= Maurice Feild =

English painter

E. Maurice Feild (1905–1988) was an English painter and teacher, a close associate of the Euston Road School, and an influential teacher at the Downs School, Colwall, and the Slade School of Art.

== Career ==
He began his career at the Downs School in 1928. He was a colleague and friend of W. H. Auden in the early 1930s. In 1937 he was an early supporter of the Euston Road School. He encouraged his pupils to paint with direct sincerity in the open air, and the many English painters who learned from him included Kenneth Rowntree, Lawrence Gowing, Andrew Forge, Patrick George, Anthony Hill, Anthony Fry, and Francis Hoyland.

He left the Downs School to join the Slade School in 1954 at the invitation of William Coldstream, who later wrote a tribute to Feild's work as painter and teacher. His work was exhibited at the Upper Grosvenor Gallery in 1970.

Lawrence Gowing was reported to have described Feild as "among the unsung influences on British painting" (Roger Berthoud in The Times, 12 June 1982, p. 12).

In 2010, a collection of Feild's paintings went on display for the first time in 20 years; after being discovered in a cupboard at the Downs School, presently Malvern College's prep school, by Alastair Cook, head of the school.
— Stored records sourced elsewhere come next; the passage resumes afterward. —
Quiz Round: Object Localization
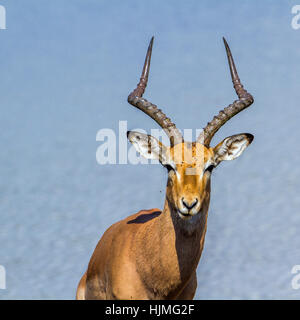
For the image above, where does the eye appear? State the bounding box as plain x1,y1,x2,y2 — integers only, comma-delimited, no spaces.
205,164,215,172
165,164,174,172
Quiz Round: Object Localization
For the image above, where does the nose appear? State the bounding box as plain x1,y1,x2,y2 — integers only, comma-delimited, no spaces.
181,198,198,210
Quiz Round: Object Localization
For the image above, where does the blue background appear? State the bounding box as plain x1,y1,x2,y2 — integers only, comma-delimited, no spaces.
0,0,300,299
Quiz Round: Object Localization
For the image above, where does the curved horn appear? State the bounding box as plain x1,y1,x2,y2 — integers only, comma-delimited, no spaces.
127,37,183,146
197,38,254,147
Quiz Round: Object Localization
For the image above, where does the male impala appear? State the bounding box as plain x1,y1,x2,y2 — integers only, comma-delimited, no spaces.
76,38,253,299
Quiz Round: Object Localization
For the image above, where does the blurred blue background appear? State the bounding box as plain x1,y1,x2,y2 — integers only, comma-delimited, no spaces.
0,0,300,299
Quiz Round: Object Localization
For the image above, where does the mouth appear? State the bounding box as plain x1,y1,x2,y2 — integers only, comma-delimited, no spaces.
177,210,199,220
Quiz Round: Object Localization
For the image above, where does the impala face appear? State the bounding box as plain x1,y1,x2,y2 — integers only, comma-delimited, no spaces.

"I was amazed to find these wonderful works soon after my appointment last year. We were thrilled to discover so many examples of this master - in both senses of the word - and are delighted to be showcasing his work once again in an exhibition that is long overdue. I only hope it rekindles interest in his remarkable legacy to British art, as he deserves." - Alastair Cook

== Personal life ==
He was married to Alexandra Feild. They had one son, John Feild, a music teacher and musician.